Did you know this San Francisco trivia?
The San Francisco gay community has its roots in the San Francisco Gold Rush when the emerging city was mostly young males. Newspapers of the day told of the exploits of the “Lavender Cowboys.” Military purges of homosexuals during WWII had a profound effect on making San Francisco a destination of gays. Those serving in the South Pacific were dismissed to the port of San Francisco and many opted to stay.
In 1938, the St. Francis hotel began the tradition of coin washing to prevent ladies’ white gloves from getting soiled. The practice of operating world’s only silver coin cleaning operation has continued as a special amenity for its guests. Periodically, the change is collected, washed and polished in a silver-burnishing machine, rinsed off and dried under hot lights, then carried back to the front desk. Today, taxi drivers and cashiers in San Francisco know that if they receive mint-clean money, it’s probably from the St. Francis.
Back in the Barbary Coast days, Maiden Lane, just off Union Square, was a violent, hellish red light district that reported a murder a week. Then the 1906 earthquake and fire burned down all the bordellos and the lane was redeveloped with small, charming shops. until 1906. Today it is lined with elegant boutiques. Best known is 140 Maiden Lane, the only building in San Francisco designed by Frank Lloyd Wright. Like Wright’s Guggenheim Museum in New York, the building has a spiral ramp and skylights.

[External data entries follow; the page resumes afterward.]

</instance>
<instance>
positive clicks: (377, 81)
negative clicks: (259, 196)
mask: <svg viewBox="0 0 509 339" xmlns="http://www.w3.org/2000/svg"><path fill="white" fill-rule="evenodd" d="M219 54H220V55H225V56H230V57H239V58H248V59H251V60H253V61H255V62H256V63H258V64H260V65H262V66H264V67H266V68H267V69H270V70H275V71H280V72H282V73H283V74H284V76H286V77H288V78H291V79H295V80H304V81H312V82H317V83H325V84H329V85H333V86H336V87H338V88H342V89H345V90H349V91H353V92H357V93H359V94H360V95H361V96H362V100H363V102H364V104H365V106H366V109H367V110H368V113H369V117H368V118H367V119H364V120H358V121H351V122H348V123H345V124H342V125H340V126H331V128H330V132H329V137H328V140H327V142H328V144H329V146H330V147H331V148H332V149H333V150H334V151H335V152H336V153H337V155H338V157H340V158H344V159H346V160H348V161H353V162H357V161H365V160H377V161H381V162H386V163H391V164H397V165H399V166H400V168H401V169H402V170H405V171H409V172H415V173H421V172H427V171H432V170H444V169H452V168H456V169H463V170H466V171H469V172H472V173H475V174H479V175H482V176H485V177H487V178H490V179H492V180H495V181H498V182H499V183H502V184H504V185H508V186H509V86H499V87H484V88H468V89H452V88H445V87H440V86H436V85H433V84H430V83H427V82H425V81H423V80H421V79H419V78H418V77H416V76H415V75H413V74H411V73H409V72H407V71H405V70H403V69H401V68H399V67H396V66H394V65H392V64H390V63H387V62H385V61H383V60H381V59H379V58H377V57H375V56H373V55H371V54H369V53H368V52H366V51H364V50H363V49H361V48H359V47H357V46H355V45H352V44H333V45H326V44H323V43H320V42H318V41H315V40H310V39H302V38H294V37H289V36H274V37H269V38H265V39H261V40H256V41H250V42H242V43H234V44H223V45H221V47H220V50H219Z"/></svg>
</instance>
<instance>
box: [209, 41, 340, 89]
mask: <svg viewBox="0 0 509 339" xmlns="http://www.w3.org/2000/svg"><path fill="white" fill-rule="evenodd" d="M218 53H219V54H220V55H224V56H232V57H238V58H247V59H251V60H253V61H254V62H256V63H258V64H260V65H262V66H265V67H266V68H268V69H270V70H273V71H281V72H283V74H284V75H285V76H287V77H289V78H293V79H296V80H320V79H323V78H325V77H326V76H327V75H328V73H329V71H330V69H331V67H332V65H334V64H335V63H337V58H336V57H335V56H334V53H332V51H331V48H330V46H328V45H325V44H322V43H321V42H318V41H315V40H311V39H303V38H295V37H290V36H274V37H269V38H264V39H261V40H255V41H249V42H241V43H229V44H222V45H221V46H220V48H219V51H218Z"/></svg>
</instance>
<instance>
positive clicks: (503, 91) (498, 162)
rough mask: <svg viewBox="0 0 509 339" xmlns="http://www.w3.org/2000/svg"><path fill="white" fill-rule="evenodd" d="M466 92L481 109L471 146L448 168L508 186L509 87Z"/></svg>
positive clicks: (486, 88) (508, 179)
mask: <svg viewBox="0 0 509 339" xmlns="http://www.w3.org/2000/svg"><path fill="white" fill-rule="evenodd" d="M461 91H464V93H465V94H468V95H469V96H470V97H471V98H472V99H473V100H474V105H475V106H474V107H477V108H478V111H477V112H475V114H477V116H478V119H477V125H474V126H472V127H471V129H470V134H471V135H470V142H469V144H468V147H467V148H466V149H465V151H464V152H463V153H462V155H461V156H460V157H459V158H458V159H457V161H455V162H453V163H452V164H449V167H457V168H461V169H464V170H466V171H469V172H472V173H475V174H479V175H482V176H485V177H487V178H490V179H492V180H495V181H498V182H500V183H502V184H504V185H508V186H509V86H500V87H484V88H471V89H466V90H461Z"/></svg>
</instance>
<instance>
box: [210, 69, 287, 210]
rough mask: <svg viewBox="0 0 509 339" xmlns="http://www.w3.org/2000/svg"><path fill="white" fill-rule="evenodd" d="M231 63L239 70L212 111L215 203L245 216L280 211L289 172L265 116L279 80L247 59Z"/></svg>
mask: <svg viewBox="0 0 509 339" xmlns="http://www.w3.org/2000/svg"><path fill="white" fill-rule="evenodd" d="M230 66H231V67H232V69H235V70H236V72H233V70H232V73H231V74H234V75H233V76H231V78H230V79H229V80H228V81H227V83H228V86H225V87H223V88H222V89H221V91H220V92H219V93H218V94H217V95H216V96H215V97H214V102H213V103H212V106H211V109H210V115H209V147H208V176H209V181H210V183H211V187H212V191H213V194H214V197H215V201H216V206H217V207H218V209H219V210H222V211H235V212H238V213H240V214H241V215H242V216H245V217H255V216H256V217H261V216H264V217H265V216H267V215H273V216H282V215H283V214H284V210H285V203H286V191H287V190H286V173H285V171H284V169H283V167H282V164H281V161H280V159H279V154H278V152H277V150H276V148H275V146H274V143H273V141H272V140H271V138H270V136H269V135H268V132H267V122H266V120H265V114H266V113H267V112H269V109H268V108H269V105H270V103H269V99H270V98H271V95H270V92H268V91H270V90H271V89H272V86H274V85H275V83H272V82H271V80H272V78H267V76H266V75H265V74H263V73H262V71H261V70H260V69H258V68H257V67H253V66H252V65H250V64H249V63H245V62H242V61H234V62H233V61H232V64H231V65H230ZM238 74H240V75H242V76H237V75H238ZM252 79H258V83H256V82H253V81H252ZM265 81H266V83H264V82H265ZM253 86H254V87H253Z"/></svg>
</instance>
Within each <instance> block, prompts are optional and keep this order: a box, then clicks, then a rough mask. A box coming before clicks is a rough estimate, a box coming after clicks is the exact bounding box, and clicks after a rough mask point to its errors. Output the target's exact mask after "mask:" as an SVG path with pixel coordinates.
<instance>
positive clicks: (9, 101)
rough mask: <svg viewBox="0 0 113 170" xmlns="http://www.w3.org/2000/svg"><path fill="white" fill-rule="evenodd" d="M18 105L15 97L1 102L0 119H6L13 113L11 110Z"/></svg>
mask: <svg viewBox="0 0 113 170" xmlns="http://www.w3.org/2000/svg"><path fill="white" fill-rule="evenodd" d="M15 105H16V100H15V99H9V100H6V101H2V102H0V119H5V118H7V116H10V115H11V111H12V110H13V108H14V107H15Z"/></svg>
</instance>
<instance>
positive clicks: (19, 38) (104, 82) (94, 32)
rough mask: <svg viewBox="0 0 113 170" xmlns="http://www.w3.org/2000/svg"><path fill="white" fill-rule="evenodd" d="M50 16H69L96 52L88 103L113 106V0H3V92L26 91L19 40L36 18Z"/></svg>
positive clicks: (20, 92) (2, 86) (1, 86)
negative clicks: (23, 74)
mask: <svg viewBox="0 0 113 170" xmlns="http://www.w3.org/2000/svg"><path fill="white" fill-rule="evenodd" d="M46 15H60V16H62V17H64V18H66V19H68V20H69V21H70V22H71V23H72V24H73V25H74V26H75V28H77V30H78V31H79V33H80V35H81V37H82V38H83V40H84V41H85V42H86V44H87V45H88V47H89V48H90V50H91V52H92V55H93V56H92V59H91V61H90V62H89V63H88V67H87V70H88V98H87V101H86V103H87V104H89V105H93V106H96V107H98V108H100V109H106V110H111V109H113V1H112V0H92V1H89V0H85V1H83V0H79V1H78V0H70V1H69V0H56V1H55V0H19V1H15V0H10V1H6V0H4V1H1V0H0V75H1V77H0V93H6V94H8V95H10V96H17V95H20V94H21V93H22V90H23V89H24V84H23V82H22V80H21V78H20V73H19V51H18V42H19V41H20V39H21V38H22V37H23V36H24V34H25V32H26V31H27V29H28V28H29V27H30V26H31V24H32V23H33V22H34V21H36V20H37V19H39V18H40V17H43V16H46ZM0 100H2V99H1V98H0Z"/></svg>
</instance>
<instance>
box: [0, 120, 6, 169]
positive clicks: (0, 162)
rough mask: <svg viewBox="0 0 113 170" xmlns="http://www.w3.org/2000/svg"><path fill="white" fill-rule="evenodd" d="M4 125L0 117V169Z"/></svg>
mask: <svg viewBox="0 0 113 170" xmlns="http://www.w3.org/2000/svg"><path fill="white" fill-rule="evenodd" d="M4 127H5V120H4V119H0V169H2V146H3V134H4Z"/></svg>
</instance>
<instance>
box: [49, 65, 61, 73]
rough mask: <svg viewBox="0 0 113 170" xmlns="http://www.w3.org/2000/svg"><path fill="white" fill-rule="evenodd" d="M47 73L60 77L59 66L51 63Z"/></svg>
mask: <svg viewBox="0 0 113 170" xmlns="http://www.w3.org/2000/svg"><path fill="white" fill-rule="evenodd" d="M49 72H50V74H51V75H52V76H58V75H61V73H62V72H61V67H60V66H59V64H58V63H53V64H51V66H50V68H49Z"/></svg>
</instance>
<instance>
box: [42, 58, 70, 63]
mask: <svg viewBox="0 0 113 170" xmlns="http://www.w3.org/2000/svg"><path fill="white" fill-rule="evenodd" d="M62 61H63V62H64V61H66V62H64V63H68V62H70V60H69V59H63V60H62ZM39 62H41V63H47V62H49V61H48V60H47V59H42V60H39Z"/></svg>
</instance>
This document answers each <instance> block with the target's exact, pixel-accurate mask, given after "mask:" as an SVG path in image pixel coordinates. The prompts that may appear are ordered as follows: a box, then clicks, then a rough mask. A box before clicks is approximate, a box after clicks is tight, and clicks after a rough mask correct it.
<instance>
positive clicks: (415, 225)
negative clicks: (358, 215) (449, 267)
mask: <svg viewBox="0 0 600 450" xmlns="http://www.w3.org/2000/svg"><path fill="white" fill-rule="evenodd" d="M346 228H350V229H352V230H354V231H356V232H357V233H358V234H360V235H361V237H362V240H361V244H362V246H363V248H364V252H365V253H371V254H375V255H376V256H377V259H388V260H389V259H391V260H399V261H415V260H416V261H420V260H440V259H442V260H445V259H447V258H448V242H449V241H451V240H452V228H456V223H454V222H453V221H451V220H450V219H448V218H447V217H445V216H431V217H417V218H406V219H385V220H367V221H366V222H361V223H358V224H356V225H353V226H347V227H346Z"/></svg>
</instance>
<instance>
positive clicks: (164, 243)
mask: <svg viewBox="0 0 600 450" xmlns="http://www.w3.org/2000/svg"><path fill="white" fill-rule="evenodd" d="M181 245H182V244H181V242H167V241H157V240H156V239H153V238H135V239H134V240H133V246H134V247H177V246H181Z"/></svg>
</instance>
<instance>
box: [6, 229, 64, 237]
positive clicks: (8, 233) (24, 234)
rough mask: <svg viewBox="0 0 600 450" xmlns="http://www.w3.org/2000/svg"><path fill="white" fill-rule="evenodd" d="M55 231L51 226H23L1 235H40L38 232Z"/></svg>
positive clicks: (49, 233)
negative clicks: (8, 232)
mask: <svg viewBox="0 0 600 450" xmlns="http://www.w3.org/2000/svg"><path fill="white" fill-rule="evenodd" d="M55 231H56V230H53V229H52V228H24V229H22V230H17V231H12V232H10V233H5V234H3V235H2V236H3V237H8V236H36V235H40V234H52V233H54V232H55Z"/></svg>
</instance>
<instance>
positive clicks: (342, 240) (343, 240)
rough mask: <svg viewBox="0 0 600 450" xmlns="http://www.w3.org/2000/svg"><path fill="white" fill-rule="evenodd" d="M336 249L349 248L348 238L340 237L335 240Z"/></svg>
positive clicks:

San Francisco has a love/hate relationship with Vaillancort Fountain in the Justin Herman Plaza opposite the Ferry Building. When it was built beneath the raised Embarcadero freeway, its blocky framework and splashing water sounds complimented the concrete piers and traffic noise. Then the freeway was torn down and the jumble of 100 concrete tubes and boxes has been called “Stonehenge Unhinged” and likened to a deposit left by a dog with square bowels.